HMRC must commence a discovery assessment, in relation to one of the above, within a prescribed period of 4 years from the end of the tax year to which the assessment relates. However, this 4-year period will be extended to 6 years where there is careless behaviour and 20 years where there is deliberate behaviour.
A significant body of case law has developed in relation to discovery assessments. In particular, the concept of staleness has been introduced to scrutinise the promptness of HMRC in commencing a discovery assessment.
“a discovery is something newly arising, not something stale and old. The conclusion that it is probable that there is an insufficiency must be one which newly arises.” (Corbally-Stourton v Revenue and Customs Comrs  UKSPC 692)
As a result, the courts will prevent a discovery assessment where HMRC has not acted on information when it is fresh and instead, has become stale.
To reconcile this with the prescriptive time limits provided in the legislation, the preventative measure of staleness does not limit HMRC where it does not have information relating to sufficiency, instead it only limits HMRC where it has the information but fails to act on that information within a reasonable time period.

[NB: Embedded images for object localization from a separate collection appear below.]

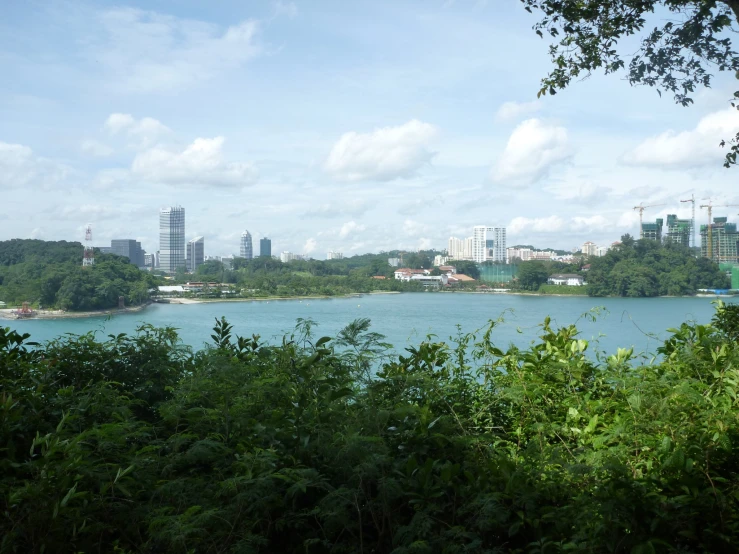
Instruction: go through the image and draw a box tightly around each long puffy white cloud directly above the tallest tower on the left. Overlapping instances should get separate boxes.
[131,137,256,187]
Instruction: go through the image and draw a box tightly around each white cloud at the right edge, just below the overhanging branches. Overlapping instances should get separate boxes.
[621,108,739,168]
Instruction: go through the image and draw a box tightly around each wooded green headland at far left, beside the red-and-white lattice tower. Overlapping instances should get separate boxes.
[0,239,154,310]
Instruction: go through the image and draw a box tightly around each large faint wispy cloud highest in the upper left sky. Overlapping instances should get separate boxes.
[89,8,260,93]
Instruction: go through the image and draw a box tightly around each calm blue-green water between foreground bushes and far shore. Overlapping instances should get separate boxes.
[0,293,736,352]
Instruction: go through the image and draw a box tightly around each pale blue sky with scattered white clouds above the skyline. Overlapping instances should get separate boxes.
[0,0,739,258]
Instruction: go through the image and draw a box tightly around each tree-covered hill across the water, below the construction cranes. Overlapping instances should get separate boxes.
[588,235,729,297]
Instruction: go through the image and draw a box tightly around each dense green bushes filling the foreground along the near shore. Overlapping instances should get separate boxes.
[0,305,739,553]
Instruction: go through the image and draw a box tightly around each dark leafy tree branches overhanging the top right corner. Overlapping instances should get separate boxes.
[521,0,739,167]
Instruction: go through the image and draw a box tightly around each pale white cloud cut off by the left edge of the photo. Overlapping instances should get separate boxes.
[0,142,71,190]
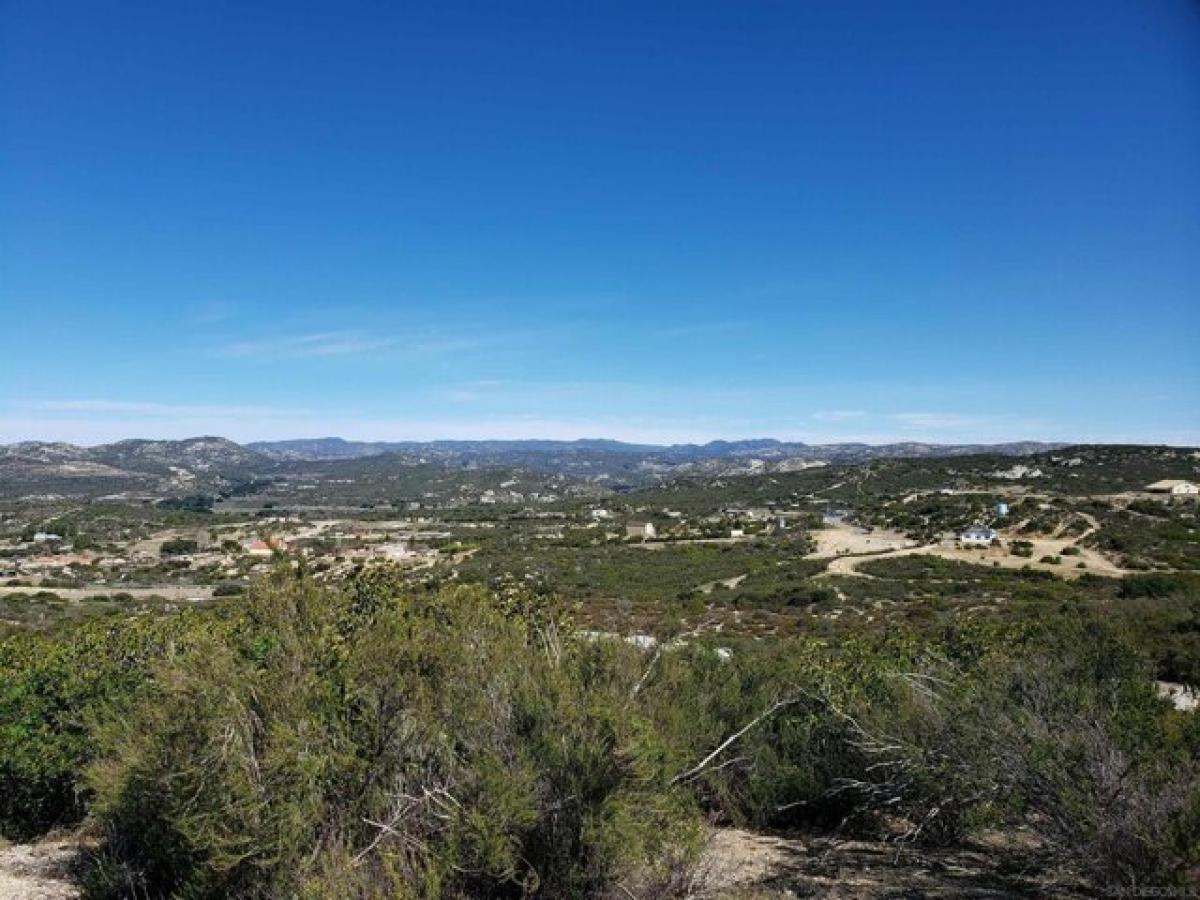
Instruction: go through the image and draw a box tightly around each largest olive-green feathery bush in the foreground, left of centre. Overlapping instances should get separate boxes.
[90,575,700,898]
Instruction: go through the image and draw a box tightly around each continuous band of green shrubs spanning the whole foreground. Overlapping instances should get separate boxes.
[0,570,1200,898]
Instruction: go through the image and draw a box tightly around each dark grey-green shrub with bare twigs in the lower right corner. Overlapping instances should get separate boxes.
[835,618,1200,887]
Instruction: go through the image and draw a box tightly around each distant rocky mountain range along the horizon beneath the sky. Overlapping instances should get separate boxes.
[0,437,1200,499]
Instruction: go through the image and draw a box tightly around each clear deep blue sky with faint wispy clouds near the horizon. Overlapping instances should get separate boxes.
[0,0,1200,444]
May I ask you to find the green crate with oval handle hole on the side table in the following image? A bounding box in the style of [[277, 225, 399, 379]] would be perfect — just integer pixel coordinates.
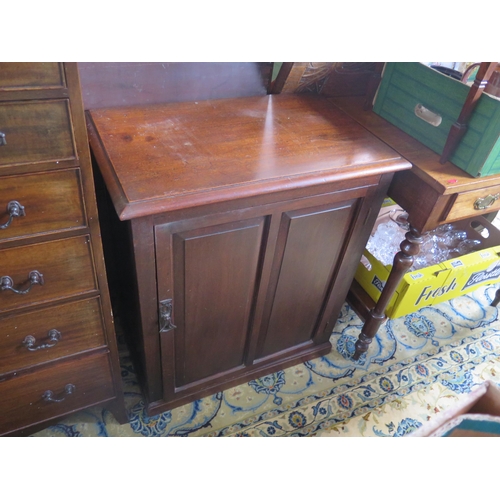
[[373, 63, 500, 177]]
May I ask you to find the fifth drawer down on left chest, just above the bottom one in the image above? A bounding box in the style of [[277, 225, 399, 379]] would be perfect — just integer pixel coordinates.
[[0, 297, 106, 374]]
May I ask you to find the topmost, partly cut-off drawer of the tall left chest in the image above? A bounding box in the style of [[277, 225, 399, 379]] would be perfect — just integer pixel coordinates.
[[0, 62, 65, 90]]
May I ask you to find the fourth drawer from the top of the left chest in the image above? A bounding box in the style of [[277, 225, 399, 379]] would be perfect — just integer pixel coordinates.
[[0, 235, 97, 312]]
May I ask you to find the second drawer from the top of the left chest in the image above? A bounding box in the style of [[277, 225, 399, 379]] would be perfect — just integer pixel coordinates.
[[0, 99, 76, 166]]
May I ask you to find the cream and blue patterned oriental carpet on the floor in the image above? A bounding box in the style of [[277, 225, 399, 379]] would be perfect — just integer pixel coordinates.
[[34, 286, 500, 437]]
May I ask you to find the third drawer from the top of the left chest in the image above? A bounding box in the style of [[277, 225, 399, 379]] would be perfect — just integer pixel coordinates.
[[0, 169, 86, 242]]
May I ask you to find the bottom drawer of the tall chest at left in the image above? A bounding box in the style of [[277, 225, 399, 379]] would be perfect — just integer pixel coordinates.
[[0, 353, 114, 434]]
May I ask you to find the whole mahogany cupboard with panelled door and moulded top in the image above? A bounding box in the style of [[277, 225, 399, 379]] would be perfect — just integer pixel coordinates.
[[87, 95, 410, 414]]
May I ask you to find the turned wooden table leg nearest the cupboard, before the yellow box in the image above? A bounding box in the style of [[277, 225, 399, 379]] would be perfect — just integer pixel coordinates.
[[353, 226, 422, 359]]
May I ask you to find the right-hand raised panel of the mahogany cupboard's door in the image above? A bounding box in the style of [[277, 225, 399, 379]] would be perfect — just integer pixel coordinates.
[[257, 201, 356, 358]]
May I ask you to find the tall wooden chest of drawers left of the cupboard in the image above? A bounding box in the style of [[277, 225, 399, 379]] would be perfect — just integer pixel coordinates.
[[0, 63, 127, 435]]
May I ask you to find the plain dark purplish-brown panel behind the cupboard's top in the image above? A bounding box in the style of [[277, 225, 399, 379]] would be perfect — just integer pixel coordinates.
[[78, 62, 272, 109]]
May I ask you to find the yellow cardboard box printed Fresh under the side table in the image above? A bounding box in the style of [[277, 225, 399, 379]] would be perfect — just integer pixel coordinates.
[[355, 217, 500, 318]]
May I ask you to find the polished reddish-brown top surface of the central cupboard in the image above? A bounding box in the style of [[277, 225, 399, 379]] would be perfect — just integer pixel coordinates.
[[88, 95, 411, 219]]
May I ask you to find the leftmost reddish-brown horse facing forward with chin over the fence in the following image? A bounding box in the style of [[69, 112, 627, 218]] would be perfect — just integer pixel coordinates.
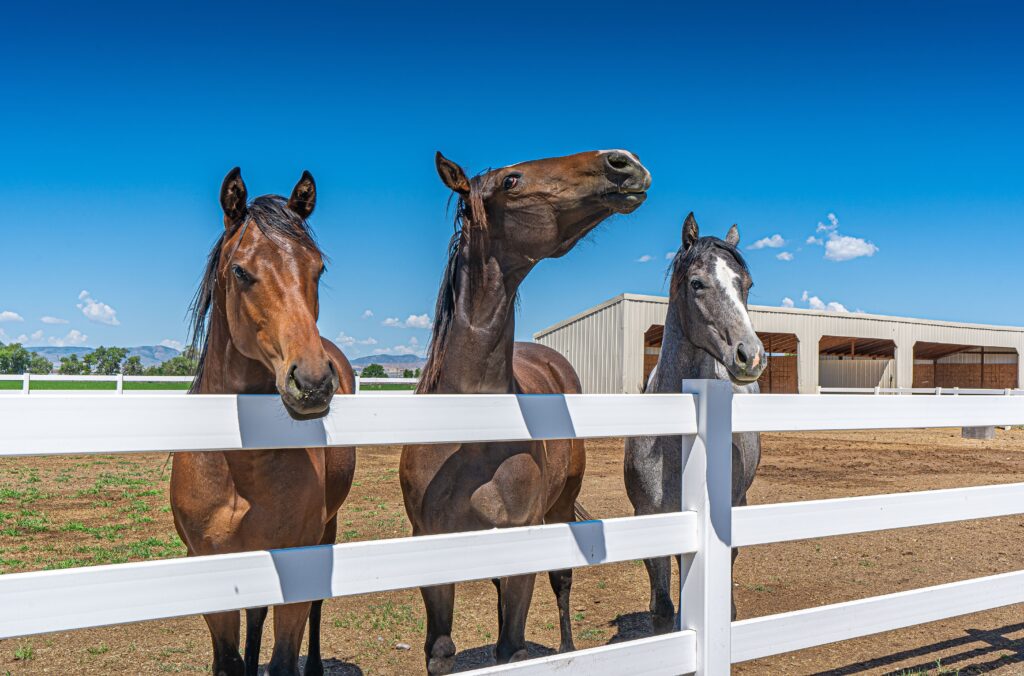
[[169, 168, 355, 676]]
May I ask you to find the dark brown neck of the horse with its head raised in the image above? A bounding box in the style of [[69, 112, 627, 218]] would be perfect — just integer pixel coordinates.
[[428, 247, 526, 394]]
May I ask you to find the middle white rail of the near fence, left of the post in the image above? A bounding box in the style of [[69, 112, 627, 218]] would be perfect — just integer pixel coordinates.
[[0, 512, 696, 638]]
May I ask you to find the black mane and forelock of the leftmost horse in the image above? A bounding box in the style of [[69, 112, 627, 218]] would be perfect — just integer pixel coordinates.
[[188, 195, 324, 392]]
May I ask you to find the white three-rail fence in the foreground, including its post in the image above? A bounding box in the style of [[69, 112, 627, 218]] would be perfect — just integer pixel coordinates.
[[0, 381, 1024, 676]]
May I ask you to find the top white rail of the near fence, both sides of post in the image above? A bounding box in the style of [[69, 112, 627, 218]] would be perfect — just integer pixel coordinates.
[[0, 393, 1024, 456]]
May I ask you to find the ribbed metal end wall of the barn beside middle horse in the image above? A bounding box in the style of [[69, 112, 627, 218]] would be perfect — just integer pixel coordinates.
[[534, 297, 622, 394]]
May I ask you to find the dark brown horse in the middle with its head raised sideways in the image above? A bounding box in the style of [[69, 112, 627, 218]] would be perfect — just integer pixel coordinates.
[[399, 151, 650, 674]]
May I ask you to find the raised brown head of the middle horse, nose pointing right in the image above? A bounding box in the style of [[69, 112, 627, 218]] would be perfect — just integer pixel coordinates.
[[436, 151, 650, 262]]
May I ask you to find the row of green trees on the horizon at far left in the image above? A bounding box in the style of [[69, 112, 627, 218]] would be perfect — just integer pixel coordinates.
[[0, 343, 199, 376]]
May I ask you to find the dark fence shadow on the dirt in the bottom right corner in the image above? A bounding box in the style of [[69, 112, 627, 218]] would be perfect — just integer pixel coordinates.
[[814, 623, 1024, 676]]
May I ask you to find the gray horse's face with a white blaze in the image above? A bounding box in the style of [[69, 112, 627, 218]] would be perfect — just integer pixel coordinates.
[[672, 214, 767, 385]]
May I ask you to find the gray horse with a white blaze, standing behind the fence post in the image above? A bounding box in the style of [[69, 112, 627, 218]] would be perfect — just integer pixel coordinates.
[[625, 213, 765, 634]]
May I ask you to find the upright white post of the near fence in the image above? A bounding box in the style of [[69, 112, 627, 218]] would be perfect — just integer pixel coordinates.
[[679, 380, 732, 676]]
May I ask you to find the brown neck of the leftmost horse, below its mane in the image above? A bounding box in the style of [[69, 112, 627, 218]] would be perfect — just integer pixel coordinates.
[[197, 309, 278, 394]]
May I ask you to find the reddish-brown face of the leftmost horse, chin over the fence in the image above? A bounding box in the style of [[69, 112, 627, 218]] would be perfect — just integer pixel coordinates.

This is further qualified to the extent that a discovery assessment must be raised “expeditiously” (Clive Beagles v Revenue & Customs Comrs  UKFTT 462 (TC) and in reality, staleness is only likely to arise only in the “most exceptional of cases” (Pattullo v Revenue & Customs Comrs  UKUT 270 (TCC).
The courts approach has been pragmatic in the application of staleness; rather than deeming any discovery assessment invalid after the expiration of a specified period of time, the courts will assess the facts holistically.
For example, the courts deemed HMRC that a discovery remained fresh where HMRC waited months for a Supreme Court decision before issuing a discovery assessment. (Revenue & Customs Comrs v Charlton (and Others) UKUT 770 (TCC)) However, there are examples where HMRC failed to act on a discovery for 2 years (Gordon and Others v Revenue & Customs Comrs UKFTT 307) and 5 years (Revenue & Customs Comrs v Raymond Tooth  UKUT 38 (TCC)) were held to be stale.
The First Tier Tribunal and Upper Tribunal has offered ample consideration on the concept of staleness and recently, the Upper Tribunal has invited a review of the authorities in the higher courts (Clive Beagles v Revenue & Customs Comrs  UKUT 0380 (TCC)). With HMRC’s aggressive crack down on non-compliance, avoidance and evasion, it is likely that greater scrutiny of HMRC exercising its authority will become increasingly common with the likely rise in discovery assessments.
For taxpayers, this also further emphasises the need for openness and honesty with HMRC. Once all relevant information is declared by a taxpayer to HMRC, the clock will start ticking and the onus will be on HMRC to raise a discovery assessment while that discovery is fresh.